Le lendemain de la première, on a rencontré Olivier Havran dans un café bullois. Presque
timide derrière sa barbe de quelques jours, il encaisse les compliments. Durant dix soirs, il remettra l’ouvrage sur le métier. Ce jeudi, il sait que Véronique Mermoud et Gisèle Sallin, les deux géantes du Théâtre des Osses, seront dans le public. «Les Osses, c’est ma famille théâtrale, de la couture à la technique, lâche-t-il en diluant sa tension grandissante dans un thé noir et deux sucres. A l’épo-que où je suivais ses cours au Conservatoire populaire, Gisèle Sallin a cru en moi…»

A tel point que la metteure en scène parvient à convaincre le jeune homme de suivre une carrière professionnelle. «J’avais 28 ans, je venais de terminer ma formation d’infirmier, après un premier apprentissage d’électricien. Je suis alors entré à l’Ecole de théâtre Serge Martin, à Genève.» Il marque une respiration. «Je travaillais à l’hôpital deux week-ends par mois pour payer mes cours…»

En 2005, au terme de ses études, Gisèle Sallin lui fait passer une audition pour Mère Courage. Il y obtient trois seconds rôles et un engagement à l’année qui courra cinq saisons, puis des collaborations jusqu’à ce printemps. «Gisèle et Véronique m’ont permis de grandir. Sur le plan humain, on s’est trouvés.»

Au contact de Roger Jendly
Au Centre dramatique fribourgeois, il côtoie aussi Roger Jendly, impayable Harpagon dans L’Avare de Molière. «J’ai appris à son contact qu’il est important de ne pas montrer son travail. Au début, je voulais en faire trop. J’ai appris la complexité de faire simple.»
Dans le «galetas» de l’église de la Part-Dieu, Olivier Havran livre une prestation tout en retenue, mais d’une très grande classe. «J’apprécie le contact très proche avec le public. Les yeux dans les yeux. C’est à ce moment-là que la transformation a lieu.»

Toujours sur le fil, avec un minimum de déplacements et d’effets, il incarne ce texte qu’il embrasse à bras-le-corps. «Le monologue est la forme de théâtre que je préfère. Ma recherche artistique tend vers cette simplicité, cette mise à nu. A force de persévérance, cet aspect ressort.» Tout le contraire de comédiens comme Jean-Quentin Châtelain ou Fabrice Luchini, «qui risquent peut-être d’être prisonniers de leur style»?

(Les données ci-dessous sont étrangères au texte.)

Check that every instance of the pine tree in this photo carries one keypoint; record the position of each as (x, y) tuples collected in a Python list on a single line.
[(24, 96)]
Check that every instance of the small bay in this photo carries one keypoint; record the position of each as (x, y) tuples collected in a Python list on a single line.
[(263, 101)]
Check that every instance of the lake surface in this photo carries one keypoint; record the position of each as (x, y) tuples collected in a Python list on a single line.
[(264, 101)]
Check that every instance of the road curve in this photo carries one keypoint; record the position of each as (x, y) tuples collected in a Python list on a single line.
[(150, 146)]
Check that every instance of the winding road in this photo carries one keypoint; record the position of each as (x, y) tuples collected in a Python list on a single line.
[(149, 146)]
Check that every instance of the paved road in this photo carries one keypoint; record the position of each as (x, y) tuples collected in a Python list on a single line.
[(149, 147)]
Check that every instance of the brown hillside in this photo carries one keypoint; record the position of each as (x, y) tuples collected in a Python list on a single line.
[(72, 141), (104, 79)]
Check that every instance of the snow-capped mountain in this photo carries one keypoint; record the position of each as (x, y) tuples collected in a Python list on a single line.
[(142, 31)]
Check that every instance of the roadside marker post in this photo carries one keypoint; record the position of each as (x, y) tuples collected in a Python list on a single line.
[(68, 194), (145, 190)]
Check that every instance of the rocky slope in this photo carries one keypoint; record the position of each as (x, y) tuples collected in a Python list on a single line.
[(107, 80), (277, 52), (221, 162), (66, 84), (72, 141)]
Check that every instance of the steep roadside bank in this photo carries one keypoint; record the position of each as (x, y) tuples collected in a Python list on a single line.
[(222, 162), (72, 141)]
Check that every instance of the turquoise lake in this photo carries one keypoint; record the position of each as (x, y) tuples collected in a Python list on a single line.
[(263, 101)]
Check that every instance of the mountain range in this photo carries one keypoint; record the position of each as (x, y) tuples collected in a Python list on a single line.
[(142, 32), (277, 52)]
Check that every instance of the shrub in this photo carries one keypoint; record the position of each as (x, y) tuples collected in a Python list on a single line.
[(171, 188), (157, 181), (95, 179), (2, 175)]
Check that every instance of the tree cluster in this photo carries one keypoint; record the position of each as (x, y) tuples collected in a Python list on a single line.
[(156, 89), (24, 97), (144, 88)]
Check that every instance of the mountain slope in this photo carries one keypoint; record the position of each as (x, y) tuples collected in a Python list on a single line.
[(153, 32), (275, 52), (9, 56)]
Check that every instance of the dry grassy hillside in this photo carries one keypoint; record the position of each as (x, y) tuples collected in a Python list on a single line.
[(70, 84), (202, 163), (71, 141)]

La première expérience théâtrale d’Olivier Havran remonte
à son adolescence, alors qu’il vivait à Montbovon. «J’ai joué dans Le petit prince à l’Ecole secondaire de Bulle, dans une mise en scène de Roselyne Delley. Je m’en souviens très bien, Christian Levrat jouait le roi…» Une tentative sans lendemain, qui ne lui laisse pas un grand souvenir. «A l’époque, je m’en
fichais un peu. Et je n’étais qu’en classe générale…»

L’école des XIII
Sa palette de caractères, il l’apprend sur les chantiers ou à l’école des XIII, le fameux bistrot bullois où les discussions étaient foisonnantes, «même si on ne parlait pas». Nouvelle respiration. «J’ai de la chance, car j’ai pu transformer ces expériences de vie en un truc artistique.»

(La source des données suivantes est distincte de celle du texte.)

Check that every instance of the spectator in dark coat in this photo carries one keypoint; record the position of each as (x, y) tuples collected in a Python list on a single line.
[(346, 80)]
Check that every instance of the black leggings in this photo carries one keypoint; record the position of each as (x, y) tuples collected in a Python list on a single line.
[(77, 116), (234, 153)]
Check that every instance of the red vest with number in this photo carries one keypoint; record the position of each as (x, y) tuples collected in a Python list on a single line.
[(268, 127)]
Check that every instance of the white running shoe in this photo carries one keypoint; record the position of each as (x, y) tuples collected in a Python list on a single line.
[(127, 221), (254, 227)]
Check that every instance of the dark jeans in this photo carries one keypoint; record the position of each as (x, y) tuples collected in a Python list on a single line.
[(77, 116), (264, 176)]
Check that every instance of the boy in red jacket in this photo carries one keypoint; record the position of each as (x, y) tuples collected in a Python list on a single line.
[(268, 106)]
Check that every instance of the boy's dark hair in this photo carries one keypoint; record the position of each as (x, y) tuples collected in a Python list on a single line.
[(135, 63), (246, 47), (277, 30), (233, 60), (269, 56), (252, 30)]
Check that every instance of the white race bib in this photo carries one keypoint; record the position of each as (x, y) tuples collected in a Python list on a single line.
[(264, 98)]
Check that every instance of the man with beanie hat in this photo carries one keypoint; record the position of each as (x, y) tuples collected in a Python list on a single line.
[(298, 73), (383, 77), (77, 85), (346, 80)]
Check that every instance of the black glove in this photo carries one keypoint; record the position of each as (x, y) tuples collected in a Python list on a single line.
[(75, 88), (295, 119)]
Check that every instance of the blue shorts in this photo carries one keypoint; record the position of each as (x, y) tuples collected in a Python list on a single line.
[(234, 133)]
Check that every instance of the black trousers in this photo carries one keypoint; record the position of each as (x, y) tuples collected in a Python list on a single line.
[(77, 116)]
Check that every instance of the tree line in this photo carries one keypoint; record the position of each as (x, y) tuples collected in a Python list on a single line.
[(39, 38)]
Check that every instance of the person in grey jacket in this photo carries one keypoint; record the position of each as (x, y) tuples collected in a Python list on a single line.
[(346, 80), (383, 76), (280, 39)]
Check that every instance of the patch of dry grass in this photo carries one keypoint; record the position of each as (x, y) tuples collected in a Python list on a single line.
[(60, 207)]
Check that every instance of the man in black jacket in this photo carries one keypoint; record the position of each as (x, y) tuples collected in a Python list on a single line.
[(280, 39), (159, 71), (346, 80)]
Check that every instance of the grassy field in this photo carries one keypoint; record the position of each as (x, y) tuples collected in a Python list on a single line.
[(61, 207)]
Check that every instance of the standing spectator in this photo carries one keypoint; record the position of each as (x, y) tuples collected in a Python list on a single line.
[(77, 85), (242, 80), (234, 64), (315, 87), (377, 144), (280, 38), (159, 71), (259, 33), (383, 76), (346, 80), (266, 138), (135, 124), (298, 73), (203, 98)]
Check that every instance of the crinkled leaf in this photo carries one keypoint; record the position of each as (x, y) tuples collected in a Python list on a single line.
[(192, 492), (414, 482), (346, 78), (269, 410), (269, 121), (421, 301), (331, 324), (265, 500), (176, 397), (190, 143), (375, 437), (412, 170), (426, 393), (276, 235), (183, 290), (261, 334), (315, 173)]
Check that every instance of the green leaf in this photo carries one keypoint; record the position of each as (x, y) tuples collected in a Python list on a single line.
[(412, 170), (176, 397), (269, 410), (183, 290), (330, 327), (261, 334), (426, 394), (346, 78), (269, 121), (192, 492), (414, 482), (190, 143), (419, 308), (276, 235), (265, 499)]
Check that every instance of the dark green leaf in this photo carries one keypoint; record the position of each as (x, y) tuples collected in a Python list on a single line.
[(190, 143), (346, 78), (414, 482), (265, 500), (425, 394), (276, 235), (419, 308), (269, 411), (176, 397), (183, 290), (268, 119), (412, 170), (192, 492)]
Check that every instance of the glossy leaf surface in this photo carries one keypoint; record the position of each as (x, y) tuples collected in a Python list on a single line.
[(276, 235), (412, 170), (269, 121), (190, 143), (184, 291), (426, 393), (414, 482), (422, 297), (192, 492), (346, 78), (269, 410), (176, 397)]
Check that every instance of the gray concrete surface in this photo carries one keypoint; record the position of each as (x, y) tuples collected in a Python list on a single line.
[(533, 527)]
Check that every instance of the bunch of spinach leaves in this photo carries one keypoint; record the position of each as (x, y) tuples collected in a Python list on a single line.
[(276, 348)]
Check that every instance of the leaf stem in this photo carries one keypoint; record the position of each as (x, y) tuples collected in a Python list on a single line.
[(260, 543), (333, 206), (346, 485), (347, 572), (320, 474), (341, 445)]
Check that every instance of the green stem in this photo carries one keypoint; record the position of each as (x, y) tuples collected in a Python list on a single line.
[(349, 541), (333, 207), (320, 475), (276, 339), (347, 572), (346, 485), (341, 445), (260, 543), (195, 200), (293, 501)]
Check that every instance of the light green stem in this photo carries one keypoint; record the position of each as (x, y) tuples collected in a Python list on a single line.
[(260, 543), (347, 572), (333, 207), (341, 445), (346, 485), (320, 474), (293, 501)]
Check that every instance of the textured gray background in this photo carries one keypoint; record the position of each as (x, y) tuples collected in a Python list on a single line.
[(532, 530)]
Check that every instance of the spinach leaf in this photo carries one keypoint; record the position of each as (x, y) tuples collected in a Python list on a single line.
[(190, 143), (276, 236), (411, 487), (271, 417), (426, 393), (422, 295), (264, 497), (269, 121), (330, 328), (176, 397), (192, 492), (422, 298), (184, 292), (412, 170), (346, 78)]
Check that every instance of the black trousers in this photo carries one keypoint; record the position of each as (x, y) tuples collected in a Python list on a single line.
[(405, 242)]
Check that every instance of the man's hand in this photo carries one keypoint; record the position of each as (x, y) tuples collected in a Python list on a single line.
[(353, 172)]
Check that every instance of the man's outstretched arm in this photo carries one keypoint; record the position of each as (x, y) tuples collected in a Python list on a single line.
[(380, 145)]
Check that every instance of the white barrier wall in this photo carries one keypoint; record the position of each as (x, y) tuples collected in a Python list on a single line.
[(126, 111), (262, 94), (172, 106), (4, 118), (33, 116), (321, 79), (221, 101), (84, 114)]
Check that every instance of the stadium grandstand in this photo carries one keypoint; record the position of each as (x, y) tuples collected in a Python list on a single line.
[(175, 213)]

Professionnel sur le tard, Olivier Havran ne l’est pas moins jusqu’au bout des doigts. En 2010, il décide de suivre une école à New York. «Je suis fasciné par la méthode de l’Actors studio. Avec ma compagne, on a vécu neuf mois à Brooklyn. J’y ai suivi les cours de la New York Film Academy. C’était passionnant.» Dans la langue d’Al Pacino, il travaille des monologues de Shakespeare, entraîne sa diction avec un «gars qui avait bossé avec Meryl Streep». Quinze minutes sur la même phrase…

«J’ai également passé quel-ques auditions. On était quarante et j’étais tellement largué que je présentais l’inverse des autres.» Toujours ce goût pour le contre-pied et la rébellion à peine feinte. «Je me suis fait remarquer et j’ai pu jouer dans quelques films.» Comme si tout cela était parfaitement naturel.

Il sonne 17 h. Dans trois heu-res, cette «belle âme» enfilera à nouveau son costume de comédien. «Je fais tous les soirs une italienne avant de jouer (un déroulé accéléré du texte à voix basse). Pour ce genre de monologue, il faut se mettre en condition. Comme un sportif d’élite.»

Au bout d’une d’heure d’envoûtement dans le silence religieux de la chartreuse, il ôtera son béret: «Elzéard Bouffier est mort paisiblement en 1947 à l’hospice de Banon.» Olivier Havran sourira sous les applaudissements. Bien mérités.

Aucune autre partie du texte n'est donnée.